Back to Main Street: We're standing with a young player who wants the night to keep going. The young player pushes to find another bar even though the odds are against it. Uncle Wes makes a face. He's squashing this right now.

"Nothing good can happen at this point," Wes explains simply. "You can't chase the night. When the night is over, the night is over. That's just the way it is. You just gotta wake up tomorrow and hope for a better day."

Uncle Wes had spoken. I am not exaggerating by saying it's a strangely profound moment. Within 15 seconds, our group splinters in three directions to look for cabs. I find one with my friend Connor. We climb in. We look at each other.

"I will never be able to properly explain that story to anyone," Connor said.

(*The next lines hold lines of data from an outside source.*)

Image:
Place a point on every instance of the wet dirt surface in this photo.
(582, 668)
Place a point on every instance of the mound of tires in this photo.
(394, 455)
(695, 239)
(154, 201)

Agreed. You can't chase the night. It was like hearing a human fortune cookie. I went back to my hotel, took my contacts out, crawled into bed and hoped for a better day. These are the things that happen at NBA All-Star Weekend.

Tuesday, February 09, 2010

Homer and Marge

Marge: So… you want to go on tour with a traveling freak show.
Homer: I don't think I have a choice, Marge.
Marge: Of course you have a choice.
Homer: How do you figure?
Marge: You don't have to join a freak show just because the opportunity came along.
Homer: You know, Marge, in some ways, you and I are very different people.

This quote comes from the Homerpalooza Episode (recap on or an expanded section on the Simpsons Archive, with quotes, gags, jokes, and more)

Anyway, Homer accidentally takes a canon-ball in the gut and lives, prompting an offer that he join the "Pageant of the Transmundane" (which by the way would make a great Fantasy Football team name or a prog-rock group & album name) - leading to a jump-cut where Homer has obviously just told Marge.

There is no way to describe how funny this exchange is without hearing it. What makes the whole thing work is that Homer doesn't make any jokes or act crazy. He's calm, polite, thoughtful, as if he's considering the strange ideas of someone from a far-off land, so foreign to him, and not in any way applicable, but interesting nonetheless.  My entire family (especially my brother and I) use this quote regularly when someone says something so profoundly outside our experience. You should too!